I've been looking at Moller's approach, described abstractly here, and if I were to port it, I would probably start from this C++ version. This C++ library by Mike Vandelay seems like it could also be a great starting point.
...or... any other "wheel" that can take a triangle of Vector3's and tell me if it intersects with an AABB), relatively efficiently.
There seem to be a variety of algorithms, but most seem to be written in c++, or just described abstractly in white papers and I need a c# specific implementation for our application. Efficiency is not key, but c# is. (though efficiency is obviously nice too of course ;p )

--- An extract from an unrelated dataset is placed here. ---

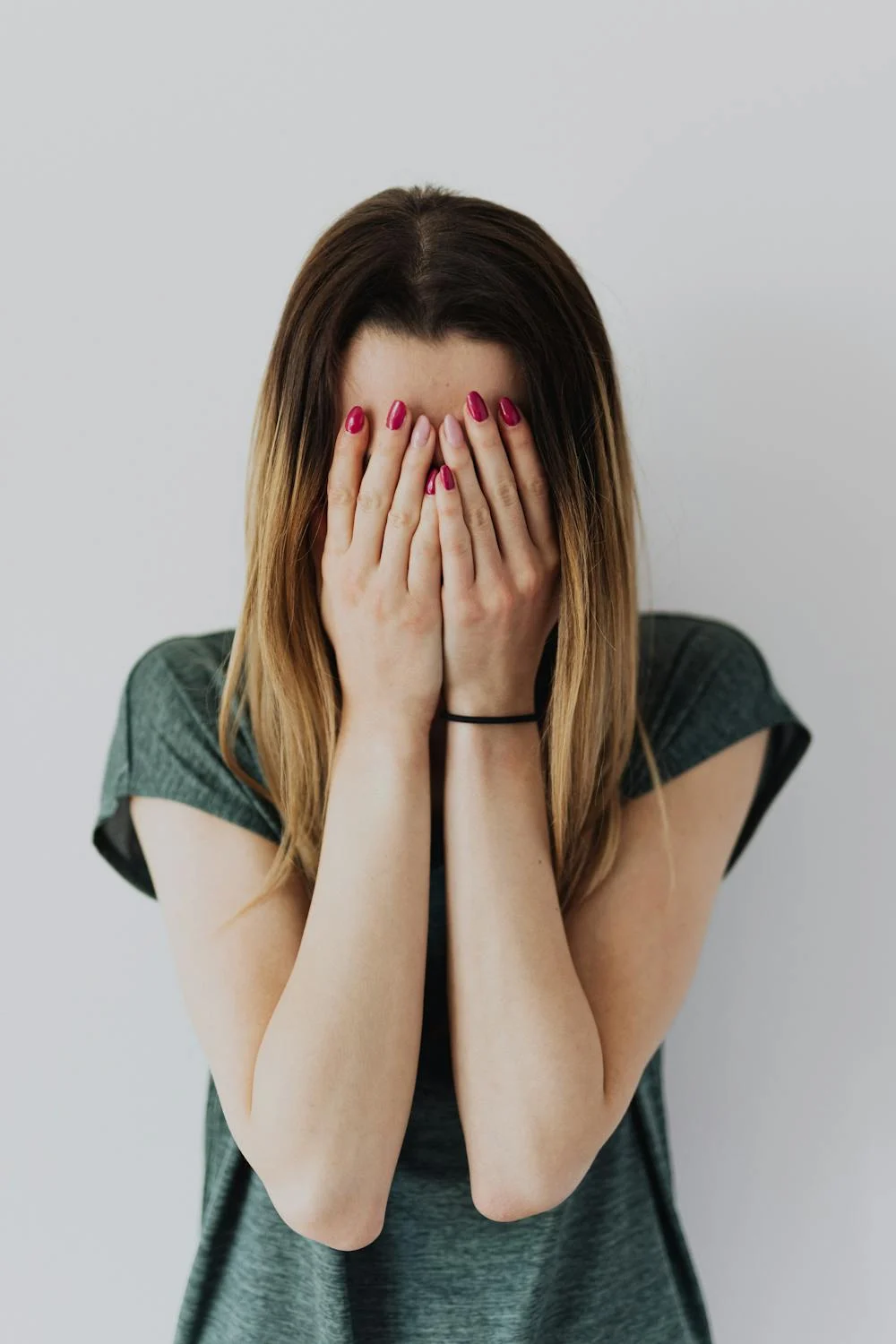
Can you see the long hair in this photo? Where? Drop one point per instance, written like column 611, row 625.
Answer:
column 429, row 263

Any C# options, before I wade through a "math" port ;) would be greatly appreciated! Thanks.
For any two convex meshes, to find whether they intersect, you need to check if there exist a separating plane. If it does, they do not intersect. The plane can be picked from any face of either shape, or the edge cross-products.

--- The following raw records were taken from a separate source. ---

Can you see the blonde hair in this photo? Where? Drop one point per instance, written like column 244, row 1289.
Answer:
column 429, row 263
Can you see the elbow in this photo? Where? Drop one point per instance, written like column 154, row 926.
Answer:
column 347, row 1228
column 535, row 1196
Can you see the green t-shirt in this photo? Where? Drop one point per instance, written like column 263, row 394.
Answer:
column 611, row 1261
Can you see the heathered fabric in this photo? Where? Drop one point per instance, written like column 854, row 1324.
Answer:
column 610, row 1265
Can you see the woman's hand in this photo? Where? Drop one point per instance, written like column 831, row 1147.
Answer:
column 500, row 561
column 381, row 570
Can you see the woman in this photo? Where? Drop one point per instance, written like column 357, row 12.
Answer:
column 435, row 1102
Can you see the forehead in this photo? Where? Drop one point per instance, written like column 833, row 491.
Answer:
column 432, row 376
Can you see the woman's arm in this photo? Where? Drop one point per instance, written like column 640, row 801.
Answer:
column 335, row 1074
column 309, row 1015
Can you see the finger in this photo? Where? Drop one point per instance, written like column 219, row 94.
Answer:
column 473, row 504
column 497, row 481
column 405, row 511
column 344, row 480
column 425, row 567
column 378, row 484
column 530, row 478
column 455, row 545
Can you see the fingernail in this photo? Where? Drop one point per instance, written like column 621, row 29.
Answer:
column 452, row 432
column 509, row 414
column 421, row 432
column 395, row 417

The plane is defined as a normal and an offset from Origo. So, you only have to check three faces of the AABB, and one face of the triangle.

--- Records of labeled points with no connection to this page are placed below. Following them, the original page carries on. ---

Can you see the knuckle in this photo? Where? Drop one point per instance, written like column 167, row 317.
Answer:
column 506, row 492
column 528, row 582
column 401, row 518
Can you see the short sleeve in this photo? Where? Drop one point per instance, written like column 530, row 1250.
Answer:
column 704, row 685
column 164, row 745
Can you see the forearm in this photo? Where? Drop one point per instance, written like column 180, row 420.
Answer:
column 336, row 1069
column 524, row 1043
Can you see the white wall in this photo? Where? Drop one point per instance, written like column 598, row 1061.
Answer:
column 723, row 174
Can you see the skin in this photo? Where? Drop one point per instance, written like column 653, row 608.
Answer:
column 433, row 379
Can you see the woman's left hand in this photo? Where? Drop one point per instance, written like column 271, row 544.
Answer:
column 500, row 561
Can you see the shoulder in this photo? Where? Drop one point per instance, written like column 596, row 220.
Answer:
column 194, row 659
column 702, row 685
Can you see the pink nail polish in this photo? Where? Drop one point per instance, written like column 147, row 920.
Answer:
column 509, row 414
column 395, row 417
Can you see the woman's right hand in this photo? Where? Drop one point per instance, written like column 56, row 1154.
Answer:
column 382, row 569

bool IsIntersecting(IAABox box, ITriangle triangle)
{
double triangleMin, triangleMax;
double boxMin, boxMax;
// Test the box normals (x-, y- and z-axes)
var boxNormals = new IVector[] {
new Vector(1,0,0),
new Vector(0,1,0),
new Vector(0,0,1)
};
for (int i = 0; i < 3; i++)
{
Project(triangle.Vertices, boxNormals[i], out triangleMin, out triangleMax);
if (triangleMax < box.Start.Coords[i] || triangleMin > box.End.Coords[i])
return false; // No intersection possible.
}
// Test the triangle normal
double triangleOffset = triangle.Normal.Dot(triangle.A);
Project(box.Vertices, triangle.Normal, out boxMin, out boxMax);
if (boxMax < triangleOffset || boxMin > triangleOffset)
return false; // No intersection possible.
// Test the nine edge cross-products
IVector[] triangleEdges = new IVector[] {
triangle.A.Minus(triangle.B),
triangle.B.Minus(triangle.C),
triangle.C.Minus(triangle.A)
};
for (int i = 0; i < 3; i++)
for (int j = 0; j < 3; j++)
{
// The box normals are the same as it's edge tangents
IVector axis = triangleEdges[i].Cross(boxNormals[j]);
Project(box.Vertices, axis, out boxMin, out boxMax);
Project(triangle.Vertices, axis, out triangleMin, out triangleMax);
if (boxMax < triangleMin || boxMin > triangleMax)
return false; // No intersection possible
}
// No separating axis found.
return true;
}
void Project(IEnumerable<IVector> points, IVector axis,
out double min, out double max)
{
double min = double.PositiveInfinity;
double max = double.NegativeInfinity;
foreach (var p in points)
{
double val = axis.Dot(p);
if (val < min) min = val;
if (val > max) max = val;
}
}
interface IVector
{
double X { get; }
double Y { get; }
double Z { get; }
double[] Coords { get; }
double Dot(IVector other);
IVector Minus(IVector other);
IVector Cross(IVector other);
}
interface IShape
{
IEnumerable<IVector> Vertices { get; }
}
interface IAABox : IShape
{
IVector Start { get; }
IVector End { get; }
}
interface ITriangle : IShape {
IVector Normal { get; }
IVector A { get; }
IVector B { get; }
IVector C { get; }
}
A good example is the box (±10, ±10, ±10) and the triangle (12,9,9),(9,12,9),(19,19,20).
The separating plane is the one where (12,9,9),(9,12,9) is lying and the normal is (-3, -3, 0), so they do not intersect.
The separating axis is <1,1,0>(you can also say that it is (-3, -3, 0)), which is obtained from the cross product between <0,0,1> and <-3,3,0>.